Sacred Mountains Panel

Event description: 

April 11, 2023

Online at 9pm EDT

Watch the panel on Zoom.

“Landscape is first of all an effort of the imagination – a construed way of seeing the world which is distinctive to a people, their culture, and even their anticipated means of encountering the holy.”
-Belden Lane, Landscapes of the Sacred, 1988

“As the highest and most dramatic features of the natural landscape, mountains have an extraordinary power to evoke the sacred,” writes Dr. Edwin Bernbaum in his book Sacred Mountains of the World.  “Mountains are regarded as embodiments of humanity’s highest ideals and aspirations…of all the features of the landscape, mountains most dramatically inspire a sense of awe.”  From the gentle rolling hills of the Blue Ridge to the terrifyingly spectacular granite slabs of the Himalayas, mountains provoke a quintessential human urge – to both define, and be defined by, the land out of which we emerged.    This reciprocal dynamic is generative, nuanced, and particular to place.  And our engagement with this dynamic does create meaning.  It is a tapestry of myth, culture, history, and tradition.  It is a landscape.  But our tendency to sacralize the link between inner and outer topographies does have a material significance.  And with this premise, we must ask: What are the ecological implications of Sacred Mountains?

In partnership with the Philosophy, Cosmology, and Consciousness Forum, the Ecology, Spirituality, and Religion Program at the California Institute of Integral Studies is pleased to present a panel on Sacred Mountains featuring Dr. Edwin Bernbaum, Gregg Castro, and Dr. Elizabeth Allison.
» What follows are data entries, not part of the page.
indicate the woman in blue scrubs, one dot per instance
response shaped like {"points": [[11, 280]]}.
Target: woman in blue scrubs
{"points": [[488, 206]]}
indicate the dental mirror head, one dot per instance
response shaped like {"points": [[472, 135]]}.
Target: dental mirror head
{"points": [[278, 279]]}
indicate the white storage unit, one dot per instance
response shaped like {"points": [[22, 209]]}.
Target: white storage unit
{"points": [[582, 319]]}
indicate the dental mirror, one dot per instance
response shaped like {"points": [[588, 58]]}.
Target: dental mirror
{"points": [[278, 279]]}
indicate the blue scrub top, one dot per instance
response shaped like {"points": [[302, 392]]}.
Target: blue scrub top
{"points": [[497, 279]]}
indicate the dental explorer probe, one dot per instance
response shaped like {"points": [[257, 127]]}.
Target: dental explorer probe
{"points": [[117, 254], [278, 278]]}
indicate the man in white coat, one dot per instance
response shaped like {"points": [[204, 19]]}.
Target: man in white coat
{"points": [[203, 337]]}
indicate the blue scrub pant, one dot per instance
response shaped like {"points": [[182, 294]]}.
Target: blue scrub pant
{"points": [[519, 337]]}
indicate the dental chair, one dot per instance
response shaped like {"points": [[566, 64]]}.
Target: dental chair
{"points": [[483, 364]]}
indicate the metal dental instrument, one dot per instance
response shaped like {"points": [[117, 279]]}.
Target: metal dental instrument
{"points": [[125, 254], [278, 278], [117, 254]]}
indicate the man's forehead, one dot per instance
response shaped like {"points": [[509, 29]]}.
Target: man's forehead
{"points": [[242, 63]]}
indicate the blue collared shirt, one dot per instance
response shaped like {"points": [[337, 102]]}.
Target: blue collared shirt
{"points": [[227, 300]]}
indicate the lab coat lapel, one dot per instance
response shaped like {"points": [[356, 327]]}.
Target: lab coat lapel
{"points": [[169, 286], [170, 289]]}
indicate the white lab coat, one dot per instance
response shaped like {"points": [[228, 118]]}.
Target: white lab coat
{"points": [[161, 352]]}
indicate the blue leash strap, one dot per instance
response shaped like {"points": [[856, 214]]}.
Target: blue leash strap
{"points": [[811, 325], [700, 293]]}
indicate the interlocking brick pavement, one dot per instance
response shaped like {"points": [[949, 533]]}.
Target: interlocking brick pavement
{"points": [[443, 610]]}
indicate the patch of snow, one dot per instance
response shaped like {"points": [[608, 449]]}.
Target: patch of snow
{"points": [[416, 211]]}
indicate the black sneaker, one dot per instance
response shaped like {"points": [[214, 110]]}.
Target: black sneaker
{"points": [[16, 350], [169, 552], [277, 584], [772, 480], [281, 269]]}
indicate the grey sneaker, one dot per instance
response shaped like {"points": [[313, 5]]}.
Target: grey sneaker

Dr. Edwin Bernbaum has recently published a second edition of his book Sacred Mountains of the World and will speak about his expertise with cultures and traditions that regard mountains as sacred.  As a climber himself, Dr. Bernbaum will address how the features of mountain landscapes also influence the human perception of meaning and purpose of within our endeavors, such as with mountaineering, conservation efforts, and the mitigation of climate change.

Gregg Castro [t’rowt’raahl Salinan/rumsien-ramaytush Ohlone], has worked to preserve his Ohlone and Salinan heritage for over three decades. Gregg is the Society for California Archaeology’s Native American Programs Committee Chairperson. Gregg is a Facilitator for the annual California Indian Conference, a 30+ year annual gathering about California Indigenous culture. He is a Founder/Advisor to the California Indian History Curriculum Coalition, based at CSU-Sacramento, promoting accurate school curriculum. He is Culture Director for the Association of Ramaytush Ohlone, advising within their San Francisco Peninsula homelands. Gregg is a writer-activist within the California Indigenous community.  He will speak about the activism he’s been doing in his community over the years protecting land and sacred sites related to his heritage.

Dr. Elizabeth Allison, chair of ESR, is an environmental social scientist whose research has explored the intersection of religious traditions with environmental policy and practice.  Much of that research has been located in the mountains of Bhutan, where waste management practices, sacred sites, and cultural practices have all intertwined to respond to rapid change.  Her talk will be focused on sacred forests as sites of ‘bio-cultural’ resistance.